JAKARTA RAYA- Komisi-komisi di DPRD DKI Jakarta mulai panas-dingin. Hal itu berkaitan dengan adanya kebijakan pembatasan dari pimpinan Komisi dan pimpinan DPRD DKI yang mulai diterapkan pada periode 2024-2029.
Kebijakan pembatasan itu dinilai akan membuat DPRD DKI, khususnya di Komisi-Komisi terkotak-kotak. Sebab, dengan adanya kebijakan itu anggota Komisi D tidak lagi bisa mengajukan permintaan yang berkaitan dengan Komisi A,B,C dan E.
“Saya kira kebijakan sama halnya harus ‘satu pintu’, itu tidak lah benar. Sebab akan menjadikan Komisi-komisi di DPRD DKI terpecah belah. Dan ini sangat membahayakan bagi soliditas sesama anggota Komisi,” ujar anggota Komisi D DPRD DKI, Bun Joi Phiau, Senin (19/5/2025).
Menurut anggota Fraksi PSI di DPRD DKI itu, dalam pelaksanaan reses yang diamanatkan UU, permintaan warga harus dipenuhi tanpa harus melalui persetujuan dari pimpinan Komisi lainnya.
Namun, untuk saat ini kebijakan itu mengalami perubahan yang berpotensi akak merusak harmonisasi komisi-komisi di Kebon Sirih.
“Jika dalam pemenuhan kebutuhan masyarakat anggota Komisi harus meminta Komisi lain. Itu akan menyulitkan bagi anggota Komisi bersangkutan,” katanya.
Lebih lanjut, politisi yang akrab disapa Bon Jovi itu mengungkapkan jika hal itu dibiarkan, yang akan dirugikan masyarakat luas. Kecenderungan yang akan terjadi, kata dia akan berdampak pada aksi saling balas melakukan penolakan sesama Komisi dalam pemenuhan kebutuhan anggota Komisi lain. “Hal itu jangan sampai terjadi, soliditas anggota lintas Komisi harus terjaga untuk periode 2024-2029,” katanya.

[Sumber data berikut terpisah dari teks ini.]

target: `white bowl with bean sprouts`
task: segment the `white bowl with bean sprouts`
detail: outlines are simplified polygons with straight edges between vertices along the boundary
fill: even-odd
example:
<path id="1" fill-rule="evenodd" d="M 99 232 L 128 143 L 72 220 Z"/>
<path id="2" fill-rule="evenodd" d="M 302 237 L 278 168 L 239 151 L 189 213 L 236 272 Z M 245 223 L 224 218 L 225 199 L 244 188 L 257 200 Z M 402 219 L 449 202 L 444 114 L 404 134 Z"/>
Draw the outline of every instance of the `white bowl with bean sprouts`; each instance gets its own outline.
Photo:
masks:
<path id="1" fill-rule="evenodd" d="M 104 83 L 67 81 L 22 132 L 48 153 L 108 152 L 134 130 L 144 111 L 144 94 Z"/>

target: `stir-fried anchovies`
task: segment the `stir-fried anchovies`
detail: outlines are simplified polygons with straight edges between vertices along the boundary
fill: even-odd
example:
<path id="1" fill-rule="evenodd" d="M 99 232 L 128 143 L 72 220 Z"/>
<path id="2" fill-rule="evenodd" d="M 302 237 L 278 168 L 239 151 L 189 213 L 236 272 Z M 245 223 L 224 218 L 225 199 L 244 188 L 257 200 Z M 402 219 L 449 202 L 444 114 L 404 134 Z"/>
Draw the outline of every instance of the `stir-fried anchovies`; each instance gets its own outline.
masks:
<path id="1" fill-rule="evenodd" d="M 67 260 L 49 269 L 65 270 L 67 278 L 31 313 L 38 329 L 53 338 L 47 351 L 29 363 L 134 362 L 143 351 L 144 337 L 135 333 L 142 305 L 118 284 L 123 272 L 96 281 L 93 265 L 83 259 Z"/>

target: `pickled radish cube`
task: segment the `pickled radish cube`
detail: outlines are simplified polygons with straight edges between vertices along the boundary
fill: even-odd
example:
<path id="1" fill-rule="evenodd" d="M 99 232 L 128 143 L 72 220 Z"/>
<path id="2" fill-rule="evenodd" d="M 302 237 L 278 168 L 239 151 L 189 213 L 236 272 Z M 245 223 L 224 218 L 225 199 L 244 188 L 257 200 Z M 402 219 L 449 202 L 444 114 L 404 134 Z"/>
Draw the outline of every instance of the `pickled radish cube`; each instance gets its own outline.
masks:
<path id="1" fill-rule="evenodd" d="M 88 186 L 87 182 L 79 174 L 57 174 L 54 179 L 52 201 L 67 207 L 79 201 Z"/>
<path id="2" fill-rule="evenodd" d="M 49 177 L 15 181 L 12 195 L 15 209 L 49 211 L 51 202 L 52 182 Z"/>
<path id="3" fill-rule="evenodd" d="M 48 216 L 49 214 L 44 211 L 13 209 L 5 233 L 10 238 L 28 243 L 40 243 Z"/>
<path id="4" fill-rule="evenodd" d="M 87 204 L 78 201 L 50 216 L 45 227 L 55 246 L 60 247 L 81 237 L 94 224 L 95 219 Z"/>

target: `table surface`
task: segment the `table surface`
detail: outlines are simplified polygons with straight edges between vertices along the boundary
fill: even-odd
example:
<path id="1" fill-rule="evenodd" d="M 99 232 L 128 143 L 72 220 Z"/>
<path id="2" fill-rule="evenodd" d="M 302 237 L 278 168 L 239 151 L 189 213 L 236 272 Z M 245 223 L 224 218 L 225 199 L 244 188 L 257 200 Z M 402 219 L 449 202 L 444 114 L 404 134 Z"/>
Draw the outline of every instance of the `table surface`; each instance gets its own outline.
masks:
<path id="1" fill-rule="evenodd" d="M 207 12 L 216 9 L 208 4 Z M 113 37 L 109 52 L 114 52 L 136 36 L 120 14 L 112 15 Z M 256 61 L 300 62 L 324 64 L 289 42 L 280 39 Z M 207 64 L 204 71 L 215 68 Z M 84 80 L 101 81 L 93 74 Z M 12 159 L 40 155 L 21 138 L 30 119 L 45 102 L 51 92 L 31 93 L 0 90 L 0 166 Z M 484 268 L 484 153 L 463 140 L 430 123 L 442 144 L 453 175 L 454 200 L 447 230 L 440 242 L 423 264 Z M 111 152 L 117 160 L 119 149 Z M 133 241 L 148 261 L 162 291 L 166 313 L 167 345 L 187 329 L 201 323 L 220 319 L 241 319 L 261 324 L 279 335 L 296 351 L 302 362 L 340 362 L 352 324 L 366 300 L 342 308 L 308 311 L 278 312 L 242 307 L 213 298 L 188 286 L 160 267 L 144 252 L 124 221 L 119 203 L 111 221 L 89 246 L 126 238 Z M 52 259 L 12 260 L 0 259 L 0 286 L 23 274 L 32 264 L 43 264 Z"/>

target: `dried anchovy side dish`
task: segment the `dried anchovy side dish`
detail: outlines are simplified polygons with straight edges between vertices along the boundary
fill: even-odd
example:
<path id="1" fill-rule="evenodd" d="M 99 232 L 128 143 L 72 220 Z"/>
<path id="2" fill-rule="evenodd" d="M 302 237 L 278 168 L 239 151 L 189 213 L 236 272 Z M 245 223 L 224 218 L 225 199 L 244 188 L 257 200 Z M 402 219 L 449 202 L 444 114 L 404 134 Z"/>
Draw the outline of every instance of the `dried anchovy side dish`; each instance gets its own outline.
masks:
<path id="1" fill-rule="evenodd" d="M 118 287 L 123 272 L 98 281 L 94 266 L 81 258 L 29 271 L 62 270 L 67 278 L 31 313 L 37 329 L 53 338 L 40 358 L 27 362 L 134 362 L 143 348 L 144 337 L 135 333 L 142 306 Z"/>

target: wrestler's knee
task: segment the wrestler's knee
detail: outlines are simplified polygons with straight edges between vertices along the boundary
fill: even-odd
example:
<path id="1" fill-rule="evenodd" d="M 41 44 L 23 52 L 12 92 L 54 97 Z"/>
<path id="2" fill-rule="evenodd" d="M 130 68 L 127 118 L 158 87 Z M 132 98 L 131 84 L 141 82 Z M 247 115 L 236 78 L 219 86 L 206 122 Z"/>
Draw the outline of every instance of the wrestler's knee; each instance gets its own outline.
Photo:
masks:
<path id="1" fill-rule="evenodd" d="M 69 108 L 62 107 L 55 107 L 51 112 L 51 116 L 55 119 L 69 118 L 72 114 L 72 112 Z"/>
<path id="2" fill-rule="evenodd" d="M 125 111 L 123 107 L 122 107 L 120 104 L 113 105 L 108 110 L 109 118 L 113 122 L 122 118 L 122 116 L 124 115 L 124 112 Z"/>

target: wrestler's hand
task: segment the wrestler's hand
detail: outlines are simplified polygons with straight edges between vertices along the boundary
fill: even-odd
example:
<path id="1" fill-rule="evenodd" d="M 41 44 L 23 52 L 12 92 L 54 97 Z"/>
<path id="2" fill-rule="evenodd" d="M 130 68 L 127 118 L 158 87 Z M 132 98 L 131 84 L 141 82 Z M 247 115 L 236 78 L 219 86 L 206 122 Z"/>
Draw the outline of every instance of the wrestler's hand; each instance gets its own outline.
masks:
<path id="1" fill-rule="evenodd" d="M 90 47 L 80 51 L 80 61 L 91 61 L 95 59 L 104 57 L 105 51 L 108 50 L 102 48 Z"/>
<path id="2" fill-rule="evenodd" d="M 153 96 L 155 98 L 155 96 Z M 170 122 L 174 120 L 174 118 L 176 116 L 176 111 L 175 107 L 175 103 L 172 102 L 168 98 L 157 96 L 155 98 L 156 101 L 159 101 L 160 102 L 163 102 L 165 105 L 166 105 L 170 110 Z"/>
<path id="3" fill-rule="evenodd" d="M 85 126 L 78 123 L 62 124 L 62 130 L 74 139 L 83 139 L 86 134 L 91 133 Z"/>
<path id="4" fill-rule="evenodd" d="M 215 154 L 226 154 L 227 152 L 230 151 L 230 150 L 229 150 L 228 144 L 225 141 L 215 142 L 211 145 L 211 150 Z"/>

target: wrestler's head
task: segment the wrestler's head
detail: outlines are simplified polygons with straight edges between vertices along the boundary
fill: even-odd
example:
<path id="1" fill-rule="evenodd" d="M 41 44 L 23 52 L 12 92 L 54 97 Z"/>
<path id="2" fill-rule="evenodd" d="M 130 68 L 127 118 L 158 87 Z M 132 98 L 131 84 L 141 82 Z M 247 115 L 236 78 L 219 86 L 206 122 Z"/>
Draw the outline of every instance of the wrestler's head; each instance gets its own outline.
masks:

Sementara, anggota DPRD DKI 4 periode, Neneng Hasanah menyoroti perubahan kebijakan yang terjadi pada kepemimpinan di Komisi dan DPRD DKI periode 2024-2029.
Politisi yang akrab disapa Bunda itu menjelaskan jika pada periode DPRD DKI sebelum-sebelumnya, pimpinan Komisi dan DPRD DKI Jakarta tidak pernah melakukan pembatasan terhadap kebijakan yang diterapkan dalam menyerap aspirasi masyarakat.

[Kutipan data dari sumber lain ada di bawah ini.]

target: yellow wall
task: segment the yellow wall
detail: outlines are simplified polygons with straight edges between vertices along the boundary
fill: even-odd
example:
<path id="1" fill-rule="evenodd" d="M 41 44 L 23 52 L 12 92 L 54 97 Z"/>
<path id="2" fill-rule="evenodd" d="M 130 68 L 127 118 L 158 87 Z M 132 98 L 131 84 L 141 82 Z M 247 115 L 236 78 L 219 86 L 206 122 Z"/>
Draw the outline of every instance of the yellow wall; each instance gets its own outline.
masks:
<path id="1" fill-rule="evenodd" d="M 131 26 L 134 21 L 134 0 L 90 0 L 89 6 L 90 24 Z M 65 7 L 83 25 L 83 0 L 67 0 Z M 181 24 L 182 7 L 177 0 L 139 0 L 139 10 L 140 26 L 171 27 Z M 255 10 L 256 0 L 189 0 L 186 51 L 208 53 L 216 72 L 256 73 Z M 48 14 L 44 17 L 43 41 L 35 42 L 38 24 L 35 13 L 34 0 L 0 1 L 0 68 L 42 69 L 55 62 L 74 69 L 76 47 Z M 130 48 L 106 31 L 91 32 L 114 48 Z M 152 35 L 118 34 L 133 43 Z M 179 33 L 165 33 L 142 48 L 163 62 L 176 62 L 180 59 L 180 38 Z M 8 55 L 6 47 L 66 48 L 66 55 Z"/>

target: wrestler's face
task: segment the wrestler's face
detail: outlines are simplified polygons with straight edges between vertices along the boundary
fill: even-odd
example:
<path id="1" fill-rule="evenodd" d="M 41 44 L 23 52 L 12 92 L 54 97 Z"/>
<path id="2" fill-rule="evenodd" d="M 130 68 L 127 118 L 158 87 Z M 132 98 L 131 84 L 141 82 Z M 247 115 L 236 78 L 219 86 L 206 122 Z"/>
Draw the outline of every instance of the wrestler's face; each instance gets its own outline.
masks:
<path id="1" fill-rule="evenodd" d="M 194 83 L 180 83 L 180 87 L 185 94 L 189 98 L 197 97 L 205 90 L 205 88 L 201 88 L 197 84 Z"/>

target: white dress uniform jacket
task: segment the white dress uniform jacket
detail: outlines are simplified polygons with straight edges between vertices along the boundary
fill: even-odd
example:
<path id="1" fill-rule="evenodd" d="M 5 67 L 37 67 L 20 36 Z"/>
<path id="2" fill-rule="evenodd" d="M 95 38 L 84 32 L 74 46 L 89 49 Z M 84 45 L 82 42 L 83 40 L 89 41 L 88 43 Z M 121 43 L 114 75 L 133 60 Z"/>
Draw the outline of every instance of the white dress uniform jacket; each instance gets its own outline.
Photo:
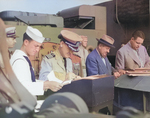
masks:
<path id="1" fill-rule="evenodd" d="M 23 56 L 27 55 L 21 50 L 16 50 L 10 59 L 15 75 L 32 95 L 43 95 L 44 83 L 42 81 L 32 82 L 29 63 Z"/>

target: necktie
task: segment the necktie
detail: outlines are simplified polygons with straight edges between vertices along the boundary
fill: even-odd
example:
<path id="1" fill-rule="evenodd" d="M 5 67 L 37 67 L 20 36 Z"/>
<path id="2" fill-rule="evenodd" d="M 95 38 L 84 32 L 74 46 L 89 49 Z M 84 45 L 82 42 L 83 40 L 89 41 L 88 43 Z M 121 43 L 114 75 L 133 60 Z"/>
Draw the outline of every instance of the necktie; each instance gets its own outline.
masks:
<path id="1" fill-rule="evenodd" d="M 35 82 L 35 75 L 34 75 L 34 71 L 33 71 L 33 69 L 32 69 L 31 62 L 30 62 L 30 60 L 29 60 L 29 58 L 28 58 L 27 56 L 24 56 L 24 58 L 25 58 L 25 59 L 27 60 L 27 62 L 29 63 L 32 82 Z"/>

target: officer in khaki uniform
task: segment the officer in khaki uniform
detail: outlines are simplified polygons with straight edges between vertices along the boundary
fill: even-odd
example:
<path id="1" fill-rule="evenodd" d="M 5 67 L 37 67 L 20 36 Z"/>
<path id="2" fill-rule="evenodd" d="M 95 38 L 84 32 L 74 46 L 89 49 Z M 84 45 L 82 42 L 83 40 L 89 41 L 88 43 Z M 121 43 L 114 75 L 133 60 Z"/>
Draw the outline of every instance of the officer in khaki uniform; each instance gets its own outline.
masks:
<path id="1" fill-rule="evenodd" d="M 68 30 L 62 30 L 58 38 L 61 39 L 59 48 L 46 55 L 42 60 L 39 74 L 40 80 L 49 80 L 51 78 L 49 74 L 51 75 L 52 71 L 54 72 L 55 77 L 61 81 L 72 79 L 66 78 L 67 74 L 74 76 L 72 73 L 72 61 L 70 56 L 72 51 L 79 51 L 78 46 L 82 39 L 78 34 Z"/>

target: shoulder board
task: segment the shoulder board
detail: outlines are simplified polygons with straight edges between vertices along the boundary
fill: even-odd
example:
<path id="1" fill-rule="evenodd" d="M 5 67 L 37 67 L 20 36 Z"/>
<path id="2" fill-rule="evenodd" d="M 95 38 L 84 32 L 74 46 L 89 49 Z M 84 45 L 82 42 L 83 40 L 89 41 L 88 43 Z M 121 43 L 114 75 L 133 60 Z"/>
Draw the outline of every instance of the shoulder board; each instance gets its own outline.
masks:
<path id="1" fill-rule="evenodd" d="M 73 54 L 74 56 L 77 56 L 77 57 L 79 57 L 79 58 L 81 58 L 79 55 L 77 55 L 77 54 Z"/>
<path id="2" fill-rule="evenodd" d="M 55 54 L 54 53 L 50 53 L 48 55 L 45 56 L 47 59 L 51 59 L 53 57 L 55 57 Z"/>

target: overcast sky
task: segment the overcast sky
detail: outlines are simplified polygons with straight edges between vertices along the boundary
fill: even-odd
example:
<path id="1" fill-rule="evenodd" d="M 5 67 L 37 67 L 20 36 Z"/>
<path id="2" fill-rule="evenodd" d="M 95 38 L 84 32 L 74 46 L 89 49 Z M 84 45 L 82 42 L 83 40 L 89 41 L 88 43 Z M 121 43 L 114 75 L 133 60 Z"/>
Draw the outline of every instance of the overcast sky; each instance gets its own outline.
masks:
<path id="1" fill-rule="evenodd" d="M 0 12 L 6 10 L 56 14 L 79 5 L 94 5 L 110 0 L 0 0 Z"/>

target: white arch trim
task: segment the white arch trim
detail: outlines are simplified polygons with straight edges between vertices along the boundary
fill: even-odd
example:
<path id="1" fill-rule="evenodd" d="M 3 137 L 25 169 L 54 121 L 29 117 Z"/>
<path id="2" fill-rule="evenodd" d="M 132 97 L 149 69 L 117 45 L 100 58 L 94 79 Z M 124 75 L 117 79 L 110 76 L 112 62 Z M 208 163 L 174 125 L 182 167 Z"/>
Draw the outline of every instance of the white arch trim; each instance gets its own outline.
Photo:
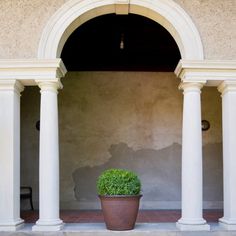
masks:
<path id="1" fill-rule="evenodd" d="M 70 34 L 84 22 L 116 13 L 117 4 L 129 5 L 129 12 L 150 18 L 165 27 L 175 39 L 185 60 L 202 60 L 203 46 L 188 14 L 173 0 L 70 0 L 49 20 L 38 48 L 38 58 L 59 58 Z"/>

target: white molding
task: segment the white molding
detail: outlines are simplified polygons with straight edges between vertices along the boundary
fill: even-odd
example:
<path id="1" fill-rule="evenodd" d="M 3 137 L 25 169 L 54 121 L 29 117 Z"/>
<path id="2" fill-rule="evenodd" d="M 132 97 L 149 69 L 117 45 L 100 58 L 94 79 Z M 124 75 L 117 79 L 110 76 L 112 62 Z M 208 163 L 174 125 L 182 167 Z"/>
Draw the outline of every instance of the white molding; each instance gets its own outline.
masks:
<path id="1" fill-rule="evenodd" d="M 38 47 L 38 58 L 60 57 L 64 43 L 81 24 L 96 16 L 116 13 L 119 4 L 165 27 L 179 46 L 183 59 L 203 59 L 200 35 L 192 19 L 173 0 L 70 0 L 48 21 Z M 127 10 L 127 8 L 126 8 Z"/>
<path id="2" fill-rule="evenodd" d="M 183 82 L 205 80 L 207 86 L 219 86 L 236 81 L 236 60 L 180 60 L 175 74 Z"/>
<path id="3" fill-rule="evenodd" d="M 0 83 L 19 80 L 23 85 L 37 85 L 37 81 L 59 81 L 66 74 L 61 59 L 0 60 Z"/>
<path id="4" fill-rule="evenodd" d="M 223 81 L 218 86 L 218 91 L 224 95 L 226 92 L 236 92 L 236 79 L 235 81 Z"/>

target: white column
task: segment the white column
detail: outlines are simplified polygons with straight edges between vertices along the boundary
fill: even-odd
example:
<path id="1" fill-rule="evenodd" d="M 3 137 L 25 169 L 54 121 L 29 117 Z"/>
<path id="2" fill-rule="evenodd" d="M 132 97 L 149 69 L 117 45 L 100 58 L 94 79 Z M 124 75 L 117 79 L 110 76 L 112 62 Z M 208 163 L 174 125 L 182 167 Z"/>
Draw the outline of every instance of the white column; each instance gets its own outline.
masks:
<path id="1" fill-rule="evenodd" d="M 0 231 L 23 226 L 20 218 L 20 92 L 16 80 L 0 81 Z"/>
<path id="2" fill-rule="evenodd" d="M 182 216 L 180 230 L 209 230 L 202 217 L 201 88 L 203 83 L 182 83 Z"/>
<path id="3" fill-rule="evenodd" d="M 224 81 L 222 93 L 224 216 L 220 225 L 236 230 L 236 81 Z"/>
<path id="4" fill-rule="evenodd" d="M 39 220 L 34 231 L 62 229 L 59 218 L 59 143 L 58 104 L 59 82 L 41 82 Z"/>

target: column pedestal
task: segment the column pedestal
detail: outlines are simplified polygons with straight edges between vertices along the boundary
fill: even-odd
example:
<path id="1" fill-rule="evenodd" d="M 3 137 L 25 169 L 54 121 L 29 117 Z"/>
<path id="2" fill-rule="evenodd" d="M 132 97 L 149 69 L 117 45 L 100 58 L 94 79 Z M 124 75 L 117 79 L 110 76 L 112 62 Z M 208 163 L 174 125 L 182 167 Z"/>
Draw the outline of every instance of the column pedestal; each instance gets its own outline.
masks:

“Anggota DPRD DKI sesuai UU pemilu terbagi dalam 10 dapil di Jakarta. Dalam aturannya, anggota DPRD DKI memiliki hak dalam pemenuhan kebutuhan masyarakat di dapil masing-masing. Kenapa saat ini justru anggota Komisi dipersulit,” ujar anggota Fraksi Demokrat di DPRD DKI, Neneng Hasanah.
Anggota DPRD DKI dapil II Jakarta Utara itu mencontohkan, persoalan yang dialami konsituen di dapil-nya. Dikarenakan kebutuhan warga berada di Komisi E, justru hal itu harus disetujui pimpinan Komisi E dan pimpinan DPRD DKI.
“Saya kira ini sangat menyulitkan karena harus meminta persetujuan dari sejumlah pimpinan. Tentunya ini sangat berbeda dengan kebijakan kepemimpinan yang lalu- lalu di DPRD DKI,” jelasnya.
Tidak hanya itu, pada SKPD kebijakan pembatasan itu akan juga berdampak. Eksekutif yang selama tenggap dalan melaksanakan tupoksinya akan terkotak-kotak karena adanya kebijakan pimpinan Komisi dan pimpinan DPRD DKI.
“Jadi, jangan sampai kami yang berada di Komisi D akan menolak semua permintaan dari Komisi lain khususnya dalam hal pengaspalan atau pun perbaikan saluran air. Harus dicatat, kami tidak pernah melakukan pembatasan pada anggota Komisi lain saat dapil dari anggota Komisi membutuhkan hal itu,” tegasnya.